Primeiras páginas: guerra de egos e palco de marqueteiros

 

Infelizmente é nisso que se transformou a maior parte das primeiras páginas de jornais impressos e das escaladas dos telejornais. A tranquilidade de nos sentir bem informados está sendo substituída pela insegurança e frustração de nos ver transformados em inocentes úteis de estratégias marqueteiras dissimuladas de jornalismo.

É o que sentimos nós, consumidores de informações, quando assistimos a um bate-boca na sala do presidente do STF a propósito da criação de novos tribunais regionais federais; ou quando testemunhamos o tiroteio estatístico em torno da inflação no país; ou ainda quando recebemos informes contraditórios sobre o pôquer diplomático das ameaças mútuas entre as duas Coreias que, tecnicamente, estão em guerra há mais de 50 anos.

A criação de novos tribunais regionais federais, em si, é um fato promissor porque pode desafogar o incrível congestionamento de processos na justiça federal brasileira. Mas para o presidente do STF, Joaquim Barbosa, e para os dirigentes das associações de magistradoso mais importante é o contexto do jogo de interesses criado em torno da questão.

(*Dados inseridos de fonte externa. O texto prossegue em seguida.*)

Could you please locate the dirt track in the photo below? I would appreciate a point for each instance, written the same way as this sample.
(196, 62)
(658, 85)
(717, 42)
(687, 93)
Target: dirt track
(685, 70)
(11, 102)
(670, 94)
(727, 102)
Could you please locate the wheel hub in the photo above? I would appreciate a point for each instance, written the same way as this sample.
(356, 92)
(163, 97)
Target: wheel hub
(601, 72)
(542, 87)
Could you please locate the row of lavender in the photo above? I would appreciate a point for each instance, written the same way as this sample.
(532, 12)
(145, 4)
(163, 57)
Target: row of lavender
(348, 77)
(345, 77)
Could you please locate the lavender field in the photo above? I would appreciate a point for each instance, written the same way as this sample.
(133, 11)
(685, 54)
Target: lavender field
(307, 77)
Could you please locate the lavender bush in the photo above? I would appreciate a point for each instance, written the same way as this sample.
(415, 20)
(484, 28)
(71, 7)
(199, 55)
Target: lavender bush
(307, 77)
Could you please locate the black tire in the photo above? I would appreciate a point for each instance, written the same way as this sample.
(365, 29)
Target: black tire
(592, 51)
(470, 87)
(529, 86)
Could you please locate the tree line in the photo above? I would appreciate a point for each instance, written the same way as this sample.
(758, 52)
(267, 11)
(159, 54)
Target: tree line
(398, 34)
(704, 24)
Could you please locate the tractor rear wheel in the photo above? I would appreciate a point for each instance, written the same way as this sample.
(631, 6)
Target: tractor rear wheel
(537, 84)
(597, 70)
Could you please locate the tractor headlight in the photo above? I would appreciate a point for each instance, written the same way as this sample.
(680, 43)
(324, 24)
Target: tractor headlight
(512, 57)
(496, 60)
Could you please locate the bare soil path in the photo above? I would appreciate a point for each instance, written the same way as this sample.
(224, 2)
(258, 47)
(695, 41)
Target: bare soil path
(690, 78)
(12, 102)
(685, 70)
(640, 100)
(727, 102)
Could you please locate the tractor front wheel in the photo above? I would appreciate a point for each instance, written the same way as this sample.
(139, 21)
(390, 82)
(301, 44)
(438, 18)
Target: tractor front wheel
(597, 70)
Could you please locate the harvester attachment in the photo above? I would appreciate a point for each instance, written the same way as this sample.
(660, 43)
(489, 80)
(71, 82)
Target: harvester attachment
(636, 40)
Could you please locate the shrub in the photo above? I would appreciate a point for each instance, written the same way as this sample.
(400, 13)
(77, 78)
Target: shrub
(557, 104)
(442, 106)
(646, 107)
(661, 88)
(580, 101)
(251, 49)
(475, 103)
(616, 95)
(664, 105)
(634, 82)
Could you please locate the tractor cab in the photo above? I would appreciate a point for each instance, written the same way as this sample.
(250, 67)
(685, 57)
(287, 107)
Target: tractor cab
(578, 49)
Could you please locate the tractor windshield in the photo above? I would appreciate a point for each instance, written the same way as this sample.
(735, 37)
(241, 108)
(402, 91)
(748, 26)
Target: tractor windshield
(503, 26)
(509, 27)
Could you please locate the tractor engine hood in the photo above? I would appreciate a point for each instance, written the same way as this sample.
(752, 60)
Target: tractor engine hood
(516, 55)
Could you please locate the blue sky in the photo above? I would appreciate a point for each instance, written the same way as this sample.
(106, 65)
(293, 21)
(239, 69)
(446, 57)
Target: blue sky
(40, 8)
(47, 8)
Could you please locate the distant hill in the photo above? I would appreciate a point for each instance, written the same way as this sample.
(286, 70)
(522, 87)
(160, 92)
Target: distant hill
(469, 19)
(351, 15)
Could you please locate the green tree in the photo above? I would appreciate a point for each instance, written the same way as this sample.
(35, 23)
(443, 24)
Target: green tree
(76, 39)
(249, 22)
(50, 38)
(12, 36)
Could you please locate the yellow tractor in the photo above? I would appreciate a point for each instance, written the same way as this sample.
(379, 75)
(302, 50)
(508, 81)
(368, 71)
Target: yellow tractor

Barbosa não admite que a iniciativa tenha sido feita à sua revelia enquanto os magistrados aproveitam para fazer lobby corporativista, tendo como pano de fundo outra questão: a polêmica sobre quem tem a exclusividade de iniciar investigações sobre corrupção: a polícia ou o Ministério Público.

A imprensa noticia os fatos, mas eles são cada vez menos significativos porque o contexto em que se situam é muito mais importante e é nele que podemos entender o que nos beneficia ou prejudica. E isso os jornais e a TV não nos explicam porque é bem mais complicado do que a simples descrição do que aconteceu ou a especulação do que pode vir a suceder.

Os números da inflação são reais (até prova em contrário), mas só ganham significado quando colocados num quadro mais amplo. Os índices sobem sem que tenhamos certeza se estão ou não sob controle. O governo diz que sim e a oposição nega. Mas todo o auê feito pela imprensa em torno da inflação só ganha relevância quando descobrimos que a questão já é um item eleitoral da campanha presidencial de 2014. Estamos preocupados com os preços, mas o noticiário alimentado por políticos e consultores está mesmo é de olho na política.

Se por um lado assistimos impotentes a essa ocultação intencional e técnica (complexidade da apuração jornalística) do contexto das notícias, sem o qual os fatos significam pouca coisa, por outro, vemos os jornais deliberadamente privilegiando a publicidade em prejuízo das notícias e reportagens. Chegamos ao cúmulo de ver as primeiras páginas de jornais escondidas em vistosos envelopes ou sobrecapas publicitárias, invertendo a lógica da manchete noticiosa.

Nas páginas internas, os anúncios passaram a ocupar os espaços nobres e as notícias relegadas aos cantos ou sobras de espaço. Há 20 anos, o alto das páginas era reservado ao noticiário – numa regra de ouro raríssimas vezes quebrada pelos editores. Hoje, os diagramadores fazem malabarismos gráficos para encontrar espaço para informação quando a publicidade deixa algo vazio.

A combinação de noticiário enviesado pelo ego e pelos projetos políticos das principais figuras públicas do país com a cada vez mais escancarada predominância da publicidade na fisionomia gráfica dos jornais, bem como o impressionante crescimento das ”falsas notícias” vinculadas a interesses comerciais das indústrias da comunicação só podia dar no que deu: a evasão de público.

No Jornal Nacional, as chamadas “notícias da casa” (eventos patrocinados ou apoiados pelas Organizações Globo) chegam a formar quase um terço do espaço noticioso. Às vezes até mais. Um show de Roberto Carlos pode ser notícia, mas ela perde grande parte de sua relevância social quando descobrimos que o espetáculo é promovido por uma empresa ligada à Globo e que a procura de ingressos está abaixo das previsões.

O que a imprensa publica hoje como noticia não passa de uma pálida amostra da realidade. A notícia da notícia, ou seja, o contexto, o porquê de Joaquim Barbosa ter ficado tão furioso com os magistrados e por que ele permitiu a presença de jornalistas para testemunhar o bate-boca, são “notícias” mais significativas para nós do que a reunião em si. E como a imprensa não consegue mais dar a notícia da notícia, ela se torna cada vez mais descartável, pelo menos no formato atual.